In academic discourse:
There is an acknowledgement of the privileged sociocultural role that telenovelas play in Venezuela. In Latin America in general, and in Venezuela in particular, melodrama is a key element of identity. (Personally, I keep searching for the English equivalent to the verb “despechar”… and haven't been able to find it, after many years...is it that only Latin Americans can be "despechados?" Maybe that's why boleros, rancheras and telenovelas are Latin American. ) Academic discourse in Venezuela also acknowledges the role that fiction plays in our imaginary. As sociologist Tulio Hernánez expressed en El Universal on June 1st:
“In fiction, only in fiction, life is as we would like it to be: Good people are rewared, bad people are punished, and suffering lovers trust their eternal love. Fiction is a commercial product that the masses perceived and celebrate with a high degree of identification. As part of Venezuelan culture, every night people watch with focused attention an episode of their favorite story and follow the comings and goings of its characters. RCTV, as the pioneering and oldest network with 53 years of history and the largest number of telenovelas under its belt, has created an affective and emotional link with the audience."
In the public's perception(s):
In blogs and Internet chatrooms dedicated to Venezuelan television, there are many posts indicating how the audience misses watching RCTV's telenovelas. “What about my telenovelas?”, is the question being asked by a generation that has chosen every night between RCTV, Venevisión, and more recently, Televén.
Surely, some of RCTV shows have found and alternative outlet. We can watch newscast El Observador in youtube. And it seems that humorous show La Rochela will be on the air this coming Monday on Globovisión. But...what about telenovelas? It's hard to imagine them on any outlet related to Internet, like youtube and Globovisión, because that would hamper international sales, which are the most important source of income for what is left of RCTV. Therefore, I don't think the audience will be able to watch its telenovelas in the near future.
Before ending this long post, I must mention how important it has become for the Venezuelan audience to see telenovela actors express publicly their rejection to the closing of RCTV. And even though throughout my research I've learned that both in RCTV and self-censored Venevisión there are actors from every political stance, the audience uses the simplistic and manichean logic of polarization and assumes that if an actor hasn't voiced publicly (VERY publicly, as in standing on the stage of one of the street protests, or appearing on a TV opinion show) their rejection of the government's measure against RCTV, then that actor must be "chavista", a supporter of Hugo Chávez. (See in Spanish: 1 and 2).

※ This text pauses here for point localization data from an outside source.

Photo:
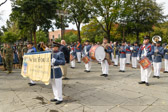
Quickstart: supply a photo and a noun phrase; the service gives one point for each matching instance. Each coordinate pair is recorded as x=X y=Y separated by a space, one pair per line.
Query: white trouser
x=57 y=88
x=153 y=57
x=145 y=74
x=105 y=67
x=166 y=65
x=32 y=82
x=88 y=66
x=157 y=68
x=128 y=58
x=112 y=57
x=134 y=62
x=116 y=60
x=78 y=56
x=122 y=64
x=73 y=63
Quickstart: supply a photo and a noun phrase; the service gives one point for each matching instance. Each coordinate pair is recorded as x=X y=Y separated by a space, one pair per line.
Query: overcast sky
x=5 y=10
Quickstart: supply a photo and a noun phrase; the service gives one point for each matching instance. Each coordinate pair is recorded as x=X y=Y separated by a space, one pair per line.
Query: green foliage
x=161 y=30
x=79 y=11
x=106 y=12
x=70 y=37
x=140 y=16
x=41 y=37
x=9 y=37
x=34 y=13
x=92 y=30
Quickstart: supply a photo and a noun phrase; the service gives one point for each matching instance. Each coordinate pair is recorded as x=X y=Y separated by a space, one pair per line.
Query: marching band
x=148 y=55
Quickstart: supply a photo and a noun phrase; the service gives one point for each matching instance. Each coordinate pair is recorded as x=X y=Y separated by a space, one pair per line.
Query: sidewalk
x=86 y=92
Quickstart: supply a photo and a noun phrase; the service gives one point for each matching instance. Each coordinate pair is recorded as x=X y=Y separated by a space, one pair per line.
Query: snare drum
x=97 y=53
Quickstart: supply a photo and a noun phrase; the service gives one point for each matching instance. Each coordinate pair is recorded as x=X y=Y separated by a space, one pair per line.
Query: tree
x=34 y=14
x=79 y=12
x=92 y=30
x=9 y=37
x=70 y=37
x=41 y=37
x=141 y=15
x=106 y=12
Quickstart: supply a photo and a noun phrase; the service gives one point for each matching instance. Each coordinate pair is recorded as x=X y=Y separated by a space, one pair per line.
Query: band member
x=116 y=48
x=122 y=57
x=134 y=55
x=153 y=45
x=166 y=58
x=86 y=50
x=3 y=51
x=128 y=53
x=78 y=51
x=56 y=73
x=20 y=54
x=146 y=50
x=107 y=61
x=9 y=58
x=30 y=50
x=157 y=61
x=65 y=50
x=112 y=54
x=73 y=56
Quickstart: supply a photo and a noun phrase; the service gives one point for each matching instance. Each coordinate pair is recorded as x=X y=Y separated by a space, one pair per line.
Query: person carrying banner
x=146 y=50
x=56 y=73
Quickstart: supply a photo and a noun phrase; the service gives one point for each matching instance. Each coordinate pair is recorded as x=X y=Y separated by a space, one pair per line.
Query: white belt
x=55 y=67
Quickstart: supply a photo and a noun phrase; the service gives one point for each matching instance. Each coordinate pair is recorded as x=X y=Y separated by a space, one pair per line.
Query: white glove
x=53 y=60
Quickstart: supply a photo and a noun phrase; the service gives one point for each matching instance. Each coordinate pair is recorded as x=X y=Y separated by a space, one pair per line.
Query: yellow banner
x=37 y=67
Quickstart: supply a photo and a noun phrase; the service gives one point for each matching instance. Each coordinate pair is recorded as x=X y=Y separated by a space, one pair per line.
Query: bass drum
x=97 y=53
x=145 y=63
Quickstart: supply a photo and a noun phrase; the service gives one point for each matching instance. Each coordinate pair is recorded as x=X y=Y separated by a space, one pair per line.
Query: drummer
x=73 y=53
x=157 y=61
x=134 y=55
x=122 y=51
x=107 y=61
x=146 y=50
x=86 y=50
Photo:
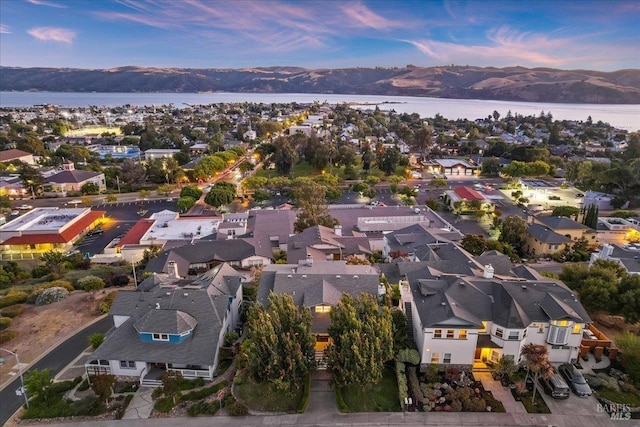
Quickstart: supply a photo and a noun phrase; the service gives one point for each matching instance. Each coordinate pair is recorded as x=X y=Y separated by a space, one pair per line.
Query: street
x=55 y=360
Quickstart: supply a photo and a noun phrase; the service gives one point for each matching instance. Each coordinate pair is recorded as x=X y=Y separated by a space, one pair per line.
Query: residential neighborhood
x=241 y=251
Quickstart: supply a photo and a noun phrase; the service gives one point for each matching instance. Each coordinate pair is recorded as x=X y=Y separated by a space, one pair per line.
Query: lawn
x=264 y=397
x=381 y=397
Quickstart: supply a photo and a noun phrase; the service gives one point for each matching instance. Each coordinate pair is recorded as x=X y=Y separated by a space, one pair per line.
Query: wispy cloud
x=46 y=3
x=361 y=16
x=54 y=34
x=503 y=44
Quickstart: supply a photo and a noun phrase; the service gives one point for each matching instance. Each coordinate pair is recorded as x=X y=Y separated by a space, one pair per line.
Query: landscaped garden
x=379 y=397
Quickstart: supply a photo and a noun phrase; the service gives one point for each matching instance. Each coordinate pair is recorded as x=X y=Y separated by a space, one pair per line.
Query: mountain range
x=456 y=82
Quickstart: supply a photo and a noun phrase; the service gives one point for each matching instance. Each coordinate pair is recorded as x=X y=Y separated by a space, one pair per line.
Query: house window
x=160 y=337
x=127 y=364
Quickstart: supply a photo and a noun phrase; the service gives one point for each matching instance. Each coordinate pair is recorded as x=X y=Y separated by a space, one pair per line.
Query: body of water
x=620 y=116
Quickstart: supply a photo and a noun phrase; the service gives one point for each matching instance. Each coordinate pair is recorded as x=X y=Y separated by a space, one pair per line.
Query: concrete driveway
x=574 y=405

The public (and some of the entertainment columns) now are the judges of actors' credibility, and their judgement is based on political position. In these perceptions we see, one more time, evidences of the domination of the logic of polarization, the use of labels (“chavista”, “antichavista”, etc.) to organize reality, and the wide fracture in Venezuelan society. And all these factors help the government, not those who opppose it.
Actors are also the target of the government's attacks. The Chávez government understands well the power of popular culture and its voices in Venezuela, and, therefore, wants to diminish and silence those powerful voices when they aren't on their own side. Hence, we see Chávez further demonizing the private media, arguing that these "manipulate people's feelings" by "placing a bunch of crying actors on the screen. It's a terrible thing, typical of fascism."
Yesterday, actors protested in the streets of Caracas and turned in an important document to the OAS. It's a first step to "rescue the public spaces that have been seized and taken away from us" (actor, writer and university professor Javier Vidal).
And this is the heart of the matter:
The government closes spaces and limits our options. Among these options are telenovelas. Those imperfect and controversial melodramas that are part and parcel of Venezuelans' daily diet and identity.